An overwhelming number of South Koreans fully recognize that if the country were to pursue a nuclear weaponization program, its economic demise would be inevitable. They argue that the only way to rally the cooperation from the US it needs to resolve strategic realities is through a clear commitment to the goal of a Korean peninsula without nuclear weapons. It’s because they are well aware that it would not only gain nothing but could lose everything.
The larger problem is that South Korea’s impressive contributions to global nuclear security and safety dialogue have failed to earn the country trust. There seem to be reasons for the US to assume that South Koreans are not going to lose their confidence once the US is keeping the alliance intact. But I’m just not sure that’s the right assumption. Furthermore, the US goes around the world telling countries that a few more nuclear warheads are threatening global safety and security, as if thousands of nuclear weapons of its own don’t matter.

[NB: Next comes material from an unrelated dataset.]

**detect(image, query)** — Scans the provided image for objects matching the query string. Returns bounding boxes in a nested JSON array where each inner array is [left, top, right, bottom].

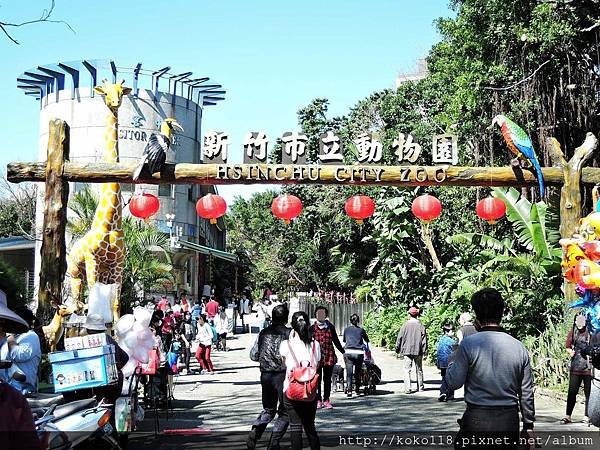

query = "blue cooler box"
[[48, 345, 119, 392]]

It’s time to think again, not merely to recalibrate old formulas in order to recharge the 59-year-old alliance, given that South Korea’s strategy to raise its status of economic and military self-independence in international trade and regional security is well and truly underway.
South Korea has invested a lot of diplomatic capital in strengthening the nonproliferation regime for the US in the face of domestic opposition from North Korea’s never-ending nuclear experiments.

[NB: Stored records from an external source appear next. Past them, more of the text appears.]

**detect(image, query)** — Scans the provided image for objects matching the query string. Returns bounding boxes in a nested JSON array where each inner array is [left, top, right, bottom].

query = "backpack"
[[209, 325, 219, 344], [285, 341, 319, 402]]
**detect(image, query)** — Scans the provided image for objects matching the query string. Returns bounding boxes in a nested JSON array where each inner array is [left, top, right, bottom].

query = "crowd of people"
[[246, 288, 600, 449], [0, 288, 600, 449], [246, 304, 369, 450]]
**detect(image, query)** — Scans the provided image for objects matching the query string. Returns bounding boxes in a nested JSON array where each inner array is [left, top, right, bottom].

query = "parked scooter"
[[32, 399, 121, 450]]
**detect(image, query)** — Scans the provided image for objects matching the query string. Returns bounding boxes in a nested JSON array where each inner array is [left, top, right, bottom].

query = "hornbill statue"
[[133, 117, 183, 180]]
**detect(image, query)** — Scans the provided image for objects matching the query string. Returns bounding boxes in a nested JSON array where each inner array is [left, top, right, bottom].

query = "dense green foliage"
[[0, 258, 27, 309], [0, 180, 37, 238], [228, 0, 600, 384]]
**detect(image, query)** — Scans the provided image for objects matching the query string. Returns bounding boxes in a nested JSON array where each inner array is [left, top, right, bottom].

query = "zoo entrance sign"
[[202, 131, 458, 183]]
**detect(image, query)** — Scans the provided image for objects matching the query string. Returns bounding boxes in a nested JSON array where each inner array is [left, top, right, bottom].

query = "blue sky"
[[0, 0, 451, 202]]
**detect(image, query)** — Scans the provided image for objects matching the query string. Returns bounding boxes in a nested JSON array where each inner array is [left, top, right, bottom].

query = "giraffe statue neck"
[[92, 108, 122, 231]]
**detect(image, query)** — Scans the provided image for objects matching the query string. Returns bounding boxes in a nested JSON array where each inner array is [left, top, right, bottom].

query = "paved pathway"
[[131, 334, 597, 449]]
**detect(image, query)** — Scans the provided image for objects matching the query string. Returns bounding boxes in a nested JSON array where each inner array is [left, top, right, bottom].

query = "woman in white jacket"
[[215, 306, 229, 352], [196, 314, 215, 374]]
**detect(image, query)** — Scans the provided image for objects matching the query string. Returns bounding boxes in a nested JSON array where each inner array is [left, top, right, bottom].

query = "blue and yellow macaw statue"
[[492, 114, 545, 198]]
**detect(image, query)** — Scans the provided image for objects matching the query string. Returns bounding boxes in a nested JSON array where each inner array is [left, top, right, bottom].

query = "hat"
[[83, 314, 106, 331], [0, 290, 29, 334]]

It is thus urgent for the US to do what it can to help South Korea become a cheerleader for nonproliferation, as clearly evidenced in the Seoul Nuclear Security Summit. South Korea is a candidate for behaving as a cheerleader only if the US finds its loyal ally very different from other countries, such as North Korea and Iran, whose irrational behavior worries the US. Unlike these countries, which have ignored UN Security Council resolutions demanding they suspend nuclear experiments and uranium enrichment, South Korea is neither a nuclear daredevil nor the wolf in sheep’s clothing.
There is no question that South Korea’s sound nuclear expansion does not inherently pose a proliferation risk. With the headquarters of Samsung, Hyundai and LG located on the peninsula, South Korea feels no need to have a convenient cover for nuclear weapons.

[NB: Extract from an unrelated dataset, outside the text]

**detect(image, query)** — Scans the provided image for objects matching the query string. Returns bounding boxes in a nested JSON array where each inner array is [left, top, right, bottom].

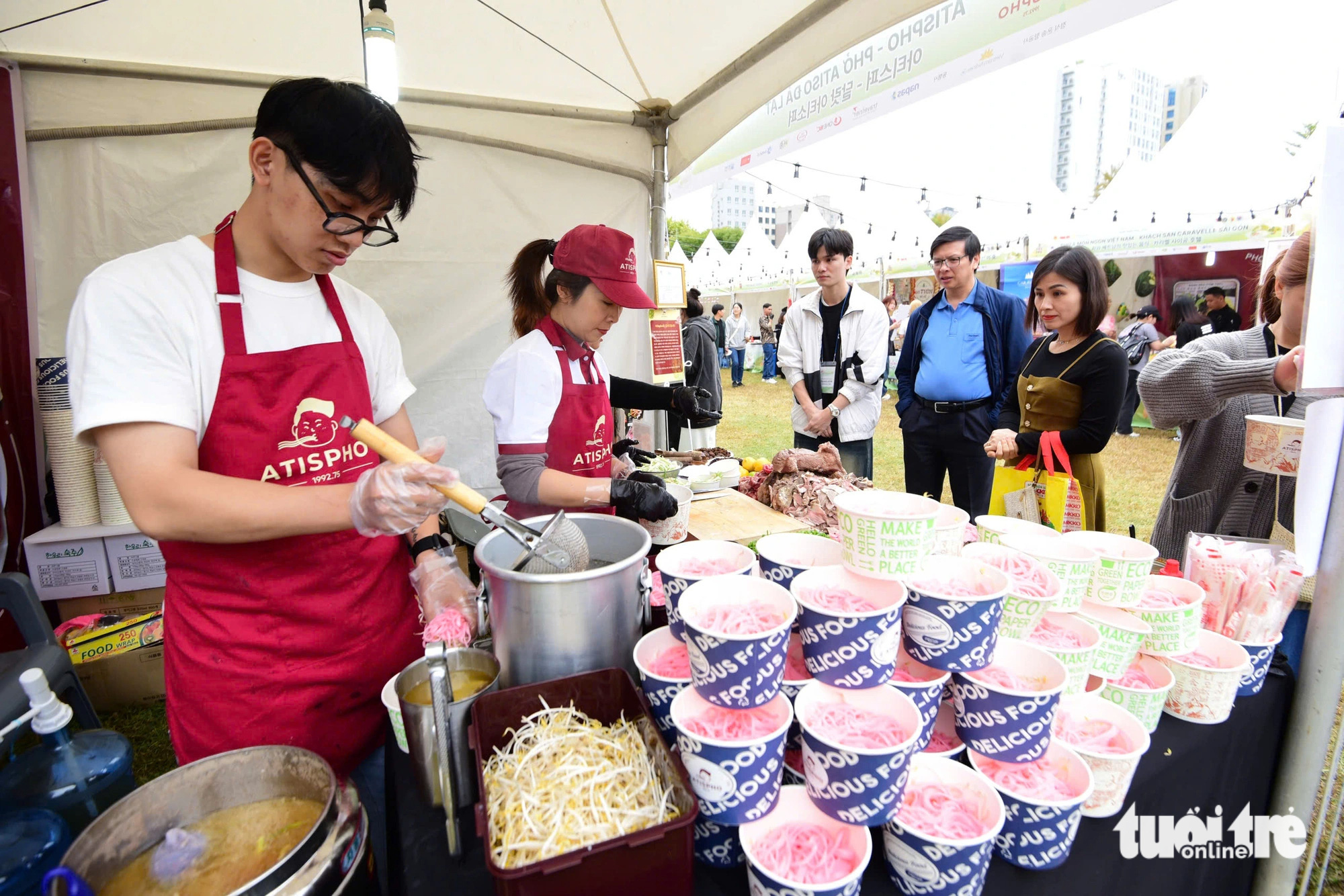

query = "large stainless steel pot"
[[62, 747, 374, 896], [474, 513, 650, 688]]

On the contrary, South Korea as a democratic and transparent country with a perfect record of nonproliferation is a terrific admirer of the nuclear-free world mantra. The government will likely move with Americans to deter potential nuclear terrorism across the world. To this end, it is necessary to convince the US that South Korea’s nuclear enrichment and reprocessing would not gravely threaten either its regional security or the global one.
Nevertheless, the conventional wisdom is that South Korea needs to show more concrete evidence that its nonproliferation efforts are real and credible. The dominant view in Washington is that Seoul should be encouraged by giving it tangible signs of reciprocation. Taken together, confidence-building is going to be a long process.
Reliable and credible negotiations would not require the right to reprocess or enrichment immediately but only the transparent assurance that the two could make the world safe. By scoffing at nationalistic nuclear thinking, the two allies could enhance prospects for the nonproliferation regime. It is now up to the decision-makers of Seoul and Washington to come up with a bold agreement at the allegedly heyday of the alliance. None of this will simply emerge by itself, though.
(Lee Byong-Chul is a Senior Fellow at the Institute for Peace and Cooperation in Seoul and a frequent contributor to Asia Sentinel.)